Stephen Beard: Now this is not for the nervous investor, but here's a glimpse into the mind of a hedge fund manager:
Hugh Hendry: I do feel I'm a kind of modern Joan of Arc, that I hear voices, I get these visions of the future. Which lead me to take investment decisions with other peoples money. And then I become paranoid that I'm wrong!
Fortunately for his clients, he hasn't been wrong lately. Hugh Hendry forecast the credit crunch. He's been making some big returns.
But many of his peers have not. Between them, hedge funds recorded staggering losses of $180 billion in the last quarter.
Hendry: And the next quarter, they'll be worse again.
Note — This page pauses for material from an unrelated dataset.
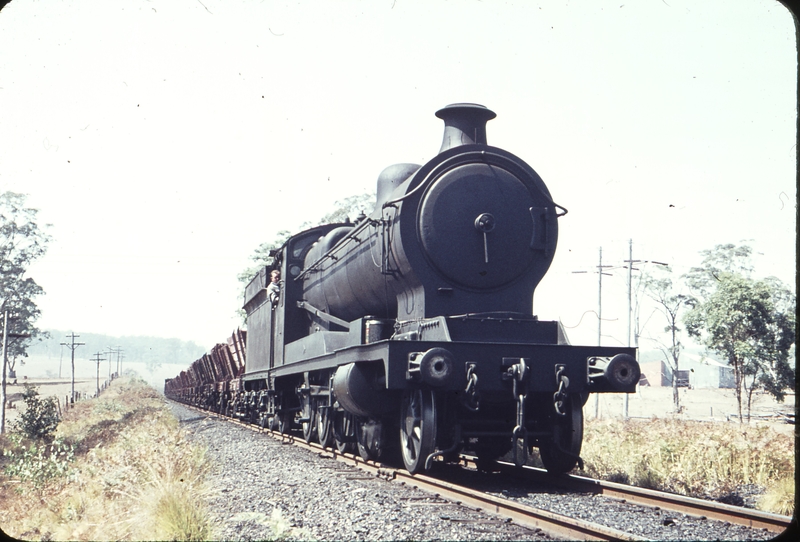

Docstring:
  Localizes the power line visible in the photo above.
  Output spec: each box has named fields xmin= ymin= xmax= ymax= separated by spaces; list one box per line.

xmin=61 ymin=332 xmax=86 ymax=404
And the next quarter, they'll be worse again.
In fact, it's widely forecast that up to 30 percent of hedge funds -- that's more than 2,000 -- will evaporate in the year ahead.
Ian Morley runs a company that invests in hedge funds. He says many of them deserve to disappear.
Ian Morley: Many of them were unsuitable. They're not good managers. They're undercapitalized. They'll go to the wall. That's quite Darwinian. I'm not going to shed a tear for them.
But he is concerned about the looming threat of extra regulation. He claims that hedge funds have been unfairly blamed for the market turmoil. And now, he says, they're going to be punished -- wrongly:
Morley: Governments need scapegoats. They will put pressure on regulators. Regulators will come hit the hedge funds.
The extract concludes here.